Из ящичка на столе донесся голос Алисы, полный возмущенного достоинства, чего не могла скрыть даже техника.

— Одну порцию принесли с белым хлебом, а другую с ржаным с тмином. Вы взяли не то, что предназначалось вам.

— Я тоже не люблю с тмином, — поддержал я шефа.

Доулиш кивнул мне, и я громко и отчетливо повторил эти слова в интерком.

— Никто из нас не любит хлеба с тмином. — В тоне Доулиша звучала мягкая укоризна. — Как мне внушить вам это, Алиса?

— И в голову не приходило, — ответила та.

— Я бы хотел, — настаивал Доулиш, — чтобы мои пожелания шли под грифом немедленного исполнения. — Он улыбнулся и кивнул мне, удовлетворенный своей находчивостью.

— Нет, сэр, вам лучше класть их в мусорную корзинку для бумаг вообще без грифа. Я буду посылать кого-нибудь за ними. Может, вам принести что-нибудь еще?

— Нет, благодарю вас, Алиса. — И Доулиш отпустил клавишу интеркома.

Я мог бы объяснить Доулишу, что ему никогда не переспорить Алису. Это никому не удавалось. Но вывести Доулиша из себя не так просто.

Этот год складывался как нельзя лучше. В январе его отчет поступил в казначейство, и нам вдвое увеличили ассигнования, хотя многие предрекали, что нас вот-вот закроют. Я провел достаточно времени и в армии, и на гражданской службе, дабы понять, что мне не хочется служить ни там, ни там, но сотрудничество с Доулишем было учебой, единственной учебой, которая мне нравилась.

— Пайк, — задумчиво произнес Доулиш. — Они вечно вербуют врачей, черт возьми?
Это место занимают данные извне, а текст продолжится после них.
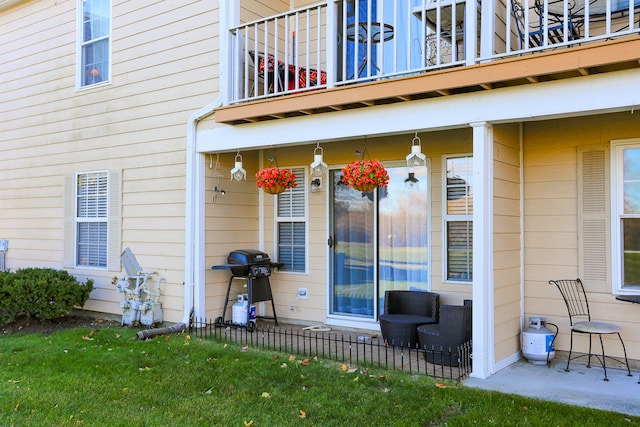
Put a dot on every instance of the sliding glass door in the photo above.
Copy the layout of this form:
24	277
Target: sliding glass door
379	241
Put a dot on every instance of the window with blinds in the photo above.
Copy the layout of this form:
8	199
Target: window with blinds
458	219
92	219
291	223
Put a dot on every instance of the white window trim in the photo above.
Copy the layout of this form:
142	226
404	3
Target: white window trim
114	224
82	220
79	45
447	218
617	147
277	219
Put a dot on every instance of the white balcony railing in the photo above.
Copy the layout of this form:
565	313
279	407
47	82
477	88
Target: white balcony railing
340	42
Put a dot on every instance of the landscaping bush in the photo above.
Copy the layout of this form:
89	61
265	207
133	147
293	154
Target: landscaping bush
40	293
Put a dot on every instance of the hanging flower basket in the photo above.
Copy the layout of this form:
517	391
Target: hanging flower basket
365	175
274	180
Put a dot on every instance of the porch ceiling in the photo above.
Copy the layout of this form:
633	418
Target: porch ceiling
535	68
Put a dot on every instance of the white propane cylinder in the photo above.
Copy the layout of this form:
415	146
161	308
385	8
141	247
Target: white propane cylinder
537	342
239	310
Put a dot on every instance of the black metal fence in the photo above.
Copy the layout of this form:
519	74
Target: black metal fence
346	347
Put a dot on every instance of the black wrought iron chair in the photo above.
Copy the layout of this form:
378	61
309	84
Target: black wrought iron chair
404	311
575	298
443	340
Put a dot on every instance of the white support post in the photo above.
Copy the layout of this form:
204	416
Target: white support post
483	302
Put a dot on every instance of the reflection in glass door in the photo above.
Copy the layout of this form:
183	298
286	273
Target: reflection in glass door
379	241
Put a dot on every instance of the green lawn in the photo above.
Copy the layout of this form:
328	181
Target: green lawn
108	378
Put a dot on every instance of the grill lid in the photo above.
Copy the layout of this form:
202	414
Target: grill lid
248	257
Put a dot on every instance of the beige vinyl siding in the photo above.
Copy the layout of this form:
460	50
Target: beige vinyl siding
230	223
553	236
163	65
506	240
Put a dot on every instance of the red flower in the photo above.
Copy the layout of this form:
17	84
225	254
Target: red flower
365	172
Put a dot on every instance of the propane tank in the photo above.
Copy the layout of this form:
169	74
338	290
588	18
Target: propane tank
537	342
239	310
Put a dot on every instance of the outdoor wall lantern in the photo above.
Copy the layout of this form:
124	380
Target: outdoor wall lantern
416	158
238	173
318	167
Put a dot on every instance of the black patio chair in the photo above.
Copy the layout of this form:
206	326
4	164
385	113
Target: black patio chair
404	311
441	341
575	298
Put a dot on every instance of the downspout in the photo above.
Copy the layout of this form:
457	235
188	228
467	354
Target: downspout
193	249
194	218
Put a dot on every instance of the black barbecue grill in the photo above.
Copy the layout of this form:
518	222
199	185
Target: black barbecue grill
254	267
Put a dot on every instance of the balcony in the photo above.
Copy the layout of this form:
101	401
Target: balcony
342	54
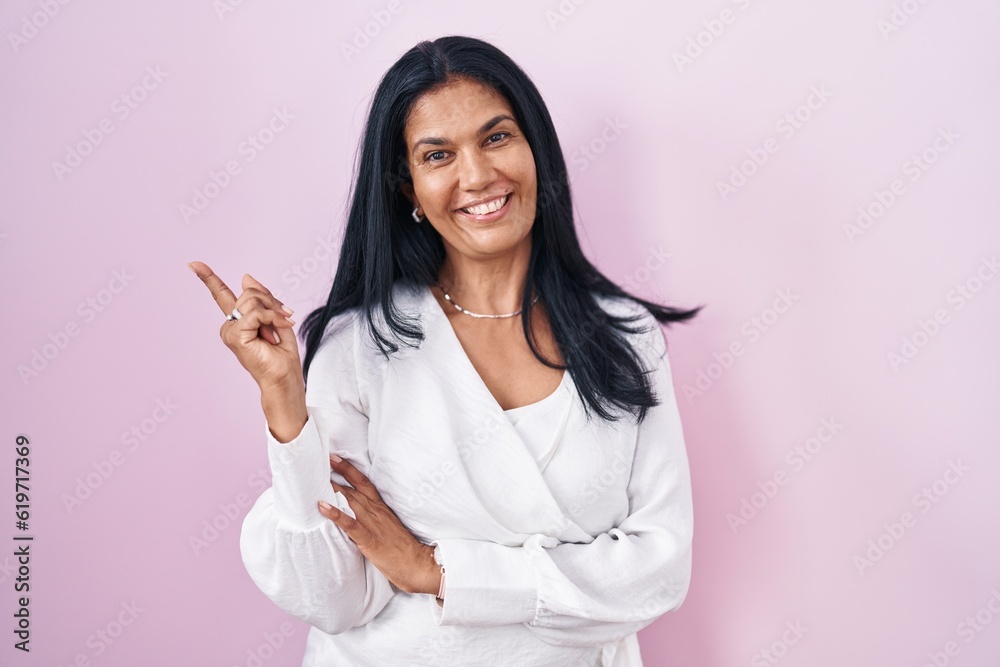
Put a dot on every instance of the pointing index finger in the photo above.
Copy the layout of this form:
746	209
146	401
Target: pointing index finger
222	294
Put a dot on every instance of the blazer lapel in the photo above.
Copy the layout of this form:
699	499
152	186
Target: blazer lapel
500	468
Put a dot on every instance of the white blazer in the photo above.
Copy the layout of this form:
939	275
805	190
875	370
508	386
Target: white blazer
556	554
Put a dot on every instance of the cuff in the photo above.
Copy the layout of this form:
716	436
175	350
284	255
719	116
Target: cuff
487	584
300	470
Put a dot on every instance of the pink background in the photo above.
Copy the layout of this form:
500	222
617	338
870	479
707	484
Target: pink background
650	187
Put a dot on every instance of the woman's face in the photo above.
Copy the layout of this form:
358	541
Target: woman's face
465	148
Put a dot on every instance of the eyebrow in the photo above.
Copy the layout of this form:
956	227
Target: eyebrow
440	141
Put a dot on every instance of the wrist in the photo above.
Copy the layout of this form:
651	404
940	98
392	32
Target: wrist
430	580
285	411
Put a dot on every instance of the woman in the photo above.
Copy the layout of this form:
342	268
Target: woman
486	465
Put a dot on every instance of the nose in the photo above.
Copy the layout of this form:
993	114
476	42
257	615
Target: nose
476	171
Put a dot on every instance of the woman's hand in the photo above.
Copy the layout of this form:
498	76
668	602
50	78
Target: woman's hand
272	359
380	536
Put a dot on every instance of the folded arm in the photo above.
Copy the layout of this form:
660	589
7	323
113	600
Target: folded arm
590	594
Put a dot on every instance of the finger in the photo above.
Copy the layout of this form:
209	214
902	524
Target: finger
256	297
253	300
355	477
222	294
252	324
333	514
249	282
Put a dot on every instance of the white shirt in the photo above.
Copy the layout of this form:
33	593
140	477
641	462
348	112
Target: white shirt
560	538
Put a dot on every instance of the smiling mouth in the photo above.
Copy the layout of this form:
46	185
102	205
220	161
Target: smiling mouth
489	207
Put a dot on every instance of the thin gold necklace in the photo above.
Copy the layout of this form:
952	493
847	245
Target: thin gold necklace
470	313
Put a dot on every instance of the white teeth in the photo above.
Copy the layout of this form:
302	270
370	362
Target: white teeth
489	207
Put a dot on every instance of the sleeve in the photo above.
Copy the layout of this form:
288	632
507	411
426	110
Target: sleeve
591	594
297	557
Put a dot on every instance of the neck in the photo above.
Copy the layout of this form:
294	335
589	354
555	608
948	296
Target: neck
492	286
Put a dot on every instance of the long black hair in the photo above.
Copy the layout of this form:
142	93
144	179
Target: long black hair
382	244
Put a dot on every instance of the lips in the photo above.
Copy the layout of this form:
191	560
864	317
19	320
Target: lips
487	207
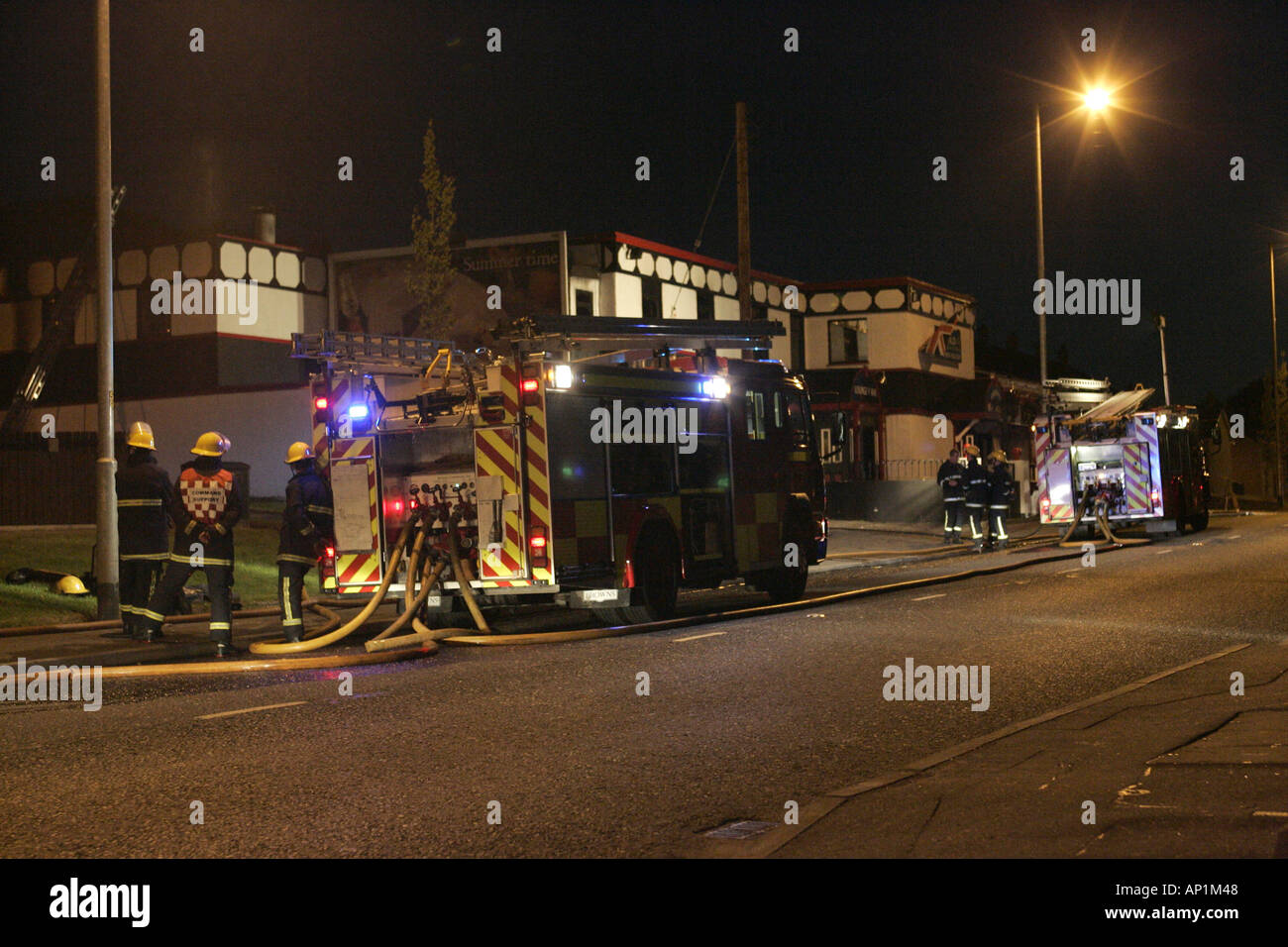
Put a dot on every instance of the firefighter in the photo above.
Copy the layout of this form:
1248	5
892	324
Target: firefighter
977	495
999	499
143	500
308	523
205	509
954	496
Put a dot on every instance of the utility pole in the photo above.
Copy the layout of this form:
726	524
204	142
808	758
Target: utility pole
1037	124
1274	384
743	221
106	566
1160	321
743	217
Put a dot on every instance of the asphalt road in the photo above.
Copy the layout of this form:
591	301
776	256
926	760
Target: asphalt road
741	716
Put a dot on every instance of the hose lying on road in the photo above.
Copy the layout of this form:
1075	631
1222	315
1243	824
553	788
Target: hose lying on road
356	621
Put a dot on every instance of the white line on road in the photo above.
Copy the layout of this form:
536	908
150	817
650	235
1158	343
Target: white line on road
250	710
694	638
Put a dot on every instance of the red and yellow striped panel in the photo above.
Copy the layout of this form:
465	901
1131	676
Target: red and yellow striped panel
320	388
494	457
361	570
539	482
1136	476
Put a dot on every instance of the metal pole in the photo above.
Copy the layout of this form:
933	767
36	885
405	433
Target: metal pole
106	566
1037	124
1274	384
743	217
1162	347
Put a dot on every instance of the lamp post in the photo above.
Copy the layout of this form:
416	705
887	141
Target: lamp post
1274	384
1095	101
1160	321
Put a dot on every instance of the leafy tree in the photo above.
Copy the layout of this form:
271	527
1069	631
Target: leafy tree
430	273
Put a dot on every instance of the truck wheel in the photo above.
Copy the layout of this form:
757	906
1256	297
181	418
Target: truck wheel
657	579
787	582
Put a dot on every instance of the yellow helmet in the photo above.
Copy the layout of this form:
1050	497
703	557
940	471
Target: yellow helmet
141	436
71	585
297	451
211	445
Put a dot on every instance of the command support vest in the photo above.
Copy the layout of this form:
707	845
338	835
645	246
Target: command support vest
206	500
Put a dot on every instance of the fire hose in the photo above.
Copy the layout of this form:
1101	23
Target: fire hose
421	633
355	622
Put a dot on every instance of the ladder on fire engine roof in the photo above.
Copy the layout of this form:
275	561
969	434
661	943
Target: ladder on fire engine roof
359	348
1115	407
566	333
54	335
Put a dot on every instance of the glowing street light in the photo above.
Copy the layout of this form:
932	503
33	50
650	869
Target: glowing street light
1096	99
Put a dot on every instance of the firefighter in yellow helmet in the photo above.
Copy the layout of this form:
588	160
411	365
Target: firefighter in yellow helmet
308	525
206	506
975	479
1000	489
143	500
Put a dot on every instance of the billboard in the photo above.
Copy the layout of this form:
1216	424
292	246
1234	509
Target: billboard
496	281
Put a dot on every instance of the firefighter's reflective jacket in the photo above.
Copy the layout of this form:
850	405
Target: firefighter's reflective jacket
977	484
951	476
307	519
143	501
206	501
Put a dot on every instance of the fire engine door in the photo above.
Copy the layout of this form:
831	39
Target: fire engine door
496	462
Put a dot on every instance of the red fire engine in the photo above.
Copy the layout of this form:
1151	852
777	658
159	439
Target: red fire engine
589	462
1132	464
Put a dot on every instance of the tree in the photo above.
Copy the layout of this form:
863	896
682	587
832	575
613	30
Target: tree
430	273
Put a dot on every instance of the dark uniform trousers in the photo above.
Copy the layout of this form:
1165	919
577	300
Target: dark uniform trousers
219	581
308	519
290	595
140	579
953	517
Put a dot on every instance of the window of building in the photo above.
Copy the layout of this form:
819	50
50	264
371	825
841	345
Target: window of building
651	300
706	304
846	341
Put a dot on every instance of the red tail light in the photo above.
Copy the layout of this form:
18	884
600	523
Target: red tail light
537	547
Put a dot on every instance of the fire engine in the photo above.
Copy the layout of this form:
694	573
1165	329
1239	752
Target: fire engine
587	462
1117	459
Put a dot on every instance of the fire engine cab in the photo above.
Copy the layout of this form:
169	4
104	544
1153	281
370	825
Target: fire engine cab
1117	459
590	463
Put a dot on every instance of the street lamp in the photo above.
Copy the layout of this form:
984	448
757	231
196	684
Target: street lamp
1160	321
1095	101
1274	382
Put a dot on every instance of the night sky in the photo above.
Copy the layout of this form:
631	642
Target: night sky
544	136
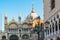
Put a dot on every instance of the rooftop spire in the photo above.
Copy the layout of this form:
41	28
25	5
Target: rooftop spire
19	15
32	8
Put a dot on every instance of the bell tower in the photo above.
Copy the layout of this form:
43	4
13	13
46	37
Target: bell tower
19	19
5	21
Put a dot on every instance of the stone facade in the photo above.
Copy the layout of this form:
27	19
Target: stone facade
18	30
52	14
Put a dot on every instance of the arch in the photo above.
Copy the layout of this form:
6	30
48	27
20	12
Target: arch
14	37
58	38
3	37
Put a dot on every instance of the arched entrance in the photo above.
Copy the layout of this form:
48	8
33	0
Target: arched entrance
3	37
14	37
25	36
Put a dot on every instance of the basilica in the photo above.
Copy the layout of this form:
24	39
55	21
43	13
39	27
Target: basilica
18	30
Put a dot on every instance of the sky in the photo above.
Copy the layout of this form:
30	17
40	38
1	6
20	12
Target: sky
13	8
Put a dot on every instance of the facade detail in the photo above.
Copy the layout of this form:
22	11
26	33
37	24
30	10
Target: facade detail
18	30
52	14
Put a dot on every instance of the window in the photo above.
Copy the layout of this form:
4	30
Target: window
52	4
59	24
57	16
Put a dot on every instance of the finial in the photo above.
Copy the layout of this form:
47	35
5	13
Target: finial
32	8
13	18
5	14
19	15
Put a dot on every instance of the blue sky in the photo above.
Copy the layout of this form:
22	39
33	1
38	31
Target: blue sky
14	7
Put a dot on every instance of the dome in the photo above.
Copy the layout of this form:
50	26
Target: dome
35	22
34	15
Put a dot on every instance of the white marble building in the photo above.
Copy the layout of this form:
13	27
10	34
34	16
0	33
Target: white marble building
52	15
17	30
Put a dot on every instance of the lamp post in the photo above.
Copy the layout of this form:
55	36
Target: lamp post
40	30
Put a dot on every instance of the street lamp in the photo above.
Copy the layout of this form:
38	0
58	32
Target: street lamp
39	29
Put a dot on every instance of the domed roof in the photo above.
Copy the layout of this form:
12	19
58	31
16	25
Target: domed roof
33	14
35	22
13	21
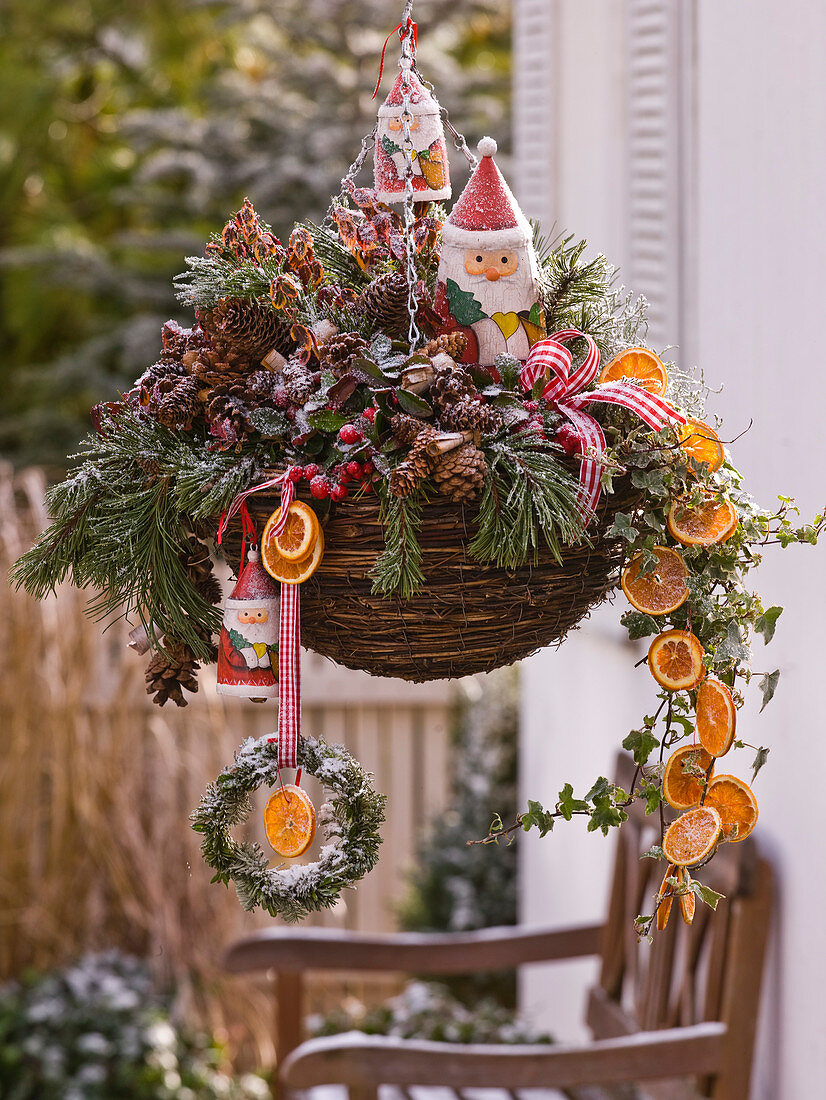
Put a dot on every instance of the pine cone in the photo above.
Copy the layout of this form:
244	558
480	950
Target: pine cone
461	473
409	474
340	350
451	343
250	327
171	671
298	382
218	363
405	428
176	404
471	415
384	304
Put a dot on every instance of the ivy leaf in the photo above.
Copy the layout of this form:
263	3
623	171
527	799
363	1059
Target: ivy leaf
621	528
639	625
641	743
762	756
568	805
413	404
767	623
537	816
707	895
768	685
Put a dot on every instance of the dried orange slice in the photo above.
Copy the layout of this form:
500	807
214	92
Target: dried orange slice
675	660
289	821
736	804
682	789
703	525
693	836
664	900
300	531
687	901
660	591
641	365
716	717
292	572
702	443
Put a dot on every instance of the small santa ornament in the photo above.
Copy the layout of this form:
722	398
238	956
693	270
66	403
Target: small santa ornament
428	151
487	284
248	649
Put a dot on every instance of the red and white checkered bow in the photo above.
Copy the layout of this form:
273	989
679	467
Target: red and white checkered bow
289	626
568	392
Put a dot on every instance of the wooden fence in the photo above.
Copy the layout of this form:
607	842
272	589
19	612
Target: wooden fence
96	787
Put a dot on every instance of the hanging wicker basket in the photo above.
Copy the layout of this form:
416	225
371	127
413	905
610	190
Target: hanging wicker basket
469	617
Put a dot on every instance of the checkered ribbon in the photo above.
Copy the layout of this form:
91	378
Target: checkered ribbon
289	626
550	359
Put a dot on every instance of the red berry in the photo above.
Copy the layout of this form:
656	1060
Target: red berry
349	433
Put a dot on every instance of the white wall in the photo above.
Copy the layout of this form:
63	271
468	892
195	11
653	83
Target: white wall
757	300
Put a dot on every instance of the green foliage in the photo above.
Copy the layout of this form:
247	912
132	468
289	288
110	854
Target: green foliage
98	1031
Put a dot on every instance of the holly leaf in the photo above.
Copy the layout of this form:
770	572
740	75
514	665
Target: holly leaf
463	305
413	404
760	759
568	805
537	816
641	743
767	622
707	895
768	685
621	528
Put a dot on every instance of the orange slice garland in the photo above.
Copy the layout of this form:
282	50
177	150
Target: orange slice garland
638	364
716	717
736	804
289	821
703	525
298	538
682	789
702	443
292	572
675	660
693	836
660	591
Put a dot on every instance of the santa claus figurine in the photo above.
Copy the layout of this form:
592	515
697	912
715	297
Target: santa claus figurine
248	649
428	151
488	281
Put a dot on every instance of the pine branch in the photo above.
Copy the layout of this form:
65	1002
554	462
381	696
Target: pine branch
397	570
529	498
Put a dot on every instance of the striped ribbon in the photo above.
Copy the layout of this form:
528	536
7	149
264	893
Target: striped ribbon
550	359
289	626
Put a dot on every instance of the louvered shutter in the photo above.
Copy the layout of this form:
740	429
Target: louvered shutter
659	36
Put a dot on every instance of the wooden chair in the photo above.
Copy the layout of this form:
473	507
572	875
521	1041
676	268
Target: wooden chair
680	1013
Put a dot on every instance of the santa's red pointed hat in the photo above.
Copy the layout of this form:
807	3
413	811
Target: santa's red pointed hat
486	215
254	586
421	100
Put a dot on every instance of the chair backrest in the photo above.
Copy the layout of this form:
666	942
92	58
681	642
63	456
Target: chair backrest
707	971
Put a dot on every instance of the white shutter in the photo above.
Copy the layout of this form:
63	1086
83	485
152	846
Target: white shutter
659	141
535	99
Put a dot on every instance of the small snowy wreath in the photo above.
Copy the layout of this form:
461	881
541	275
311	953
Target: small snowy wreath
351	820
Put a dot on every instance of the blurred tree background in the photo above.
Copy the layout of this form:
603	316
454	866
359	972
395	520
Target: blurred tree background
132	130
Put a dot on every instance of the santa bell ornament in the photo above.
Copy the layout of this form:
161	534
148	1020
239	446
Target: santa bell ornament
248	649
428	151
487	284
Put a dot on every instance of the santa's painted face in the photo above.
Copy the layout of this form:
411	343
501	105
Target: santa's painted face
493	265
253	615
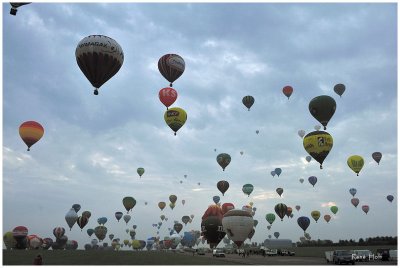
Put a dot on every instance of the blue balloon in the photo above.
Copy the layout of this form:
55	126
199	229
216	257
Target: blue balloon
303	222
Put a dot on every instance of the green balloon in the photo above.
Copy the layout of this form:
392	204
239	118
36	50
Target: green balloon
322	108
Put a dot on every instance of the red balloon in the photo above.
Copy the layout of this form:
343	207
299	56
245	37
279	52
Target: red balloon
168	96
288	90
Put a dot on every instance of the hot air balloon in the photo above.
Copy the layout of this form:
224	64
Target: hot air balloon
280	210
99	57
168	96
334	209
270	217
223	160
82	221
140	171
31	132
355	162
353	191
118	215
339	89
355	201
128	202
318	144
287	91
15	6
127	218
216	199
161	205
276	234
76	207
365	208
312	180
71	218
175	118
279	191
377	156
248	101
327	217
303	222
223	186
171	66
322	108
247	189
315	214
237	224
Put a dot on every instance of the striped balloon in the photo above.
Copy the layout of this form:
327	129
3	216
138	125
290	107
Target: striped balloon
31	132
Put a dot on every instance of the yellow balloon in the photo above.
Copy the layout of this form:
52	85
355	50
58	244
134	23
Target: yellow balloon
355	162
175	118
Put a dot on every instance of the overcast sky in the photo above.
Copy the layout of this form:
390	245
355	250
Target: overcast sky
93	145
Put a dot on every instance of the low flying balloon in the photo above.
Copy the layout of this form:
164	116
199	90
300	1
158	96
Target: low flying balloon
353	191
31	132
377	156
175	118
355	201
339	89
287	91
334	209
318	144
247	189
128	202
248	101
312	180
365	208
280	210
99	57
322	108
303	222
140	171
279	191
355	162
168	96
71	218
223	160
171	66
315	214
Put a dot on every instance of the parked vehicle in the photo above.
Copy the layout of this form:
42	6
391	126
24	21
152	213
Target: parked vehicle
343	256
219	252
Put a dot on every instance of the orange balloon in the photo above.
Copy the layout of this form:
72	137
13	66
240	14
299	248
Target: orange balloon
31	132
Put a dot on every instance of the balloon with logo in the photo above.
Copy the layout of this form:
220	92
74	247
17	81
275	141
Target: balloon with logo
322	108
175	118
99	57
318	144
171	66
248	101
355	162
128	202
339	89
31	132
168	96
312	180
140	171
287	91
377	156
223	160
223	186
247	189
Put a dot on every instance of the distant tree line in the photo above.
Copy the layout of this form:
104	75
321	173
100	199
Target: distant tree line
370	241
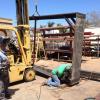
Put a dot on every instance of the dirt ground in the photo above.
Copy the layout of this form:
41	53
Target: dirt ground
31	91
34	91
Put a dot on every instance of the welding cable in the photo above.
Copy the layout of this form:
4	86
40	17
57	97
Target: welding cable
40	91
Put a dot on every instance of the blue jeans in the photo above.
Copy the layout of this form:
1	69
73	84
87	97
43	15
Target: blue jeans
53	81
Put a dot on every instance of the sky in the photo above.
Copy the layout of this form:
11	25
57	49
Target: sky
8	8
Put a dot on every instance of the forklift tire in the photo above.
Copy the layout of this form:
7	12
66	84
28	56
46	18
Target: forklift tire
29	75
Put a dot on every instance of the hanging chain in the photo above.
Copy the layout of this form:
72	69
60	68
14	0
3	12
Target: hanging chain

— Насколько я понимаю, это имеет свои преимущества, — заметил я. — В приемной всегда полно народу, общение с врачом носит интимный характер; установить, о чем идет разговор, довольно трудно.

Доулиш снова углубился в размышления, разглядывая второй сандвич. Кончиком ножа для разрезания бумаг он стал выковыривать тмин и лишь после этой процедуры поднес его ко рту.

— О чем шла речь? — переспросил он. — Я не слушал.

— О том, что трудно установить предмет разговора.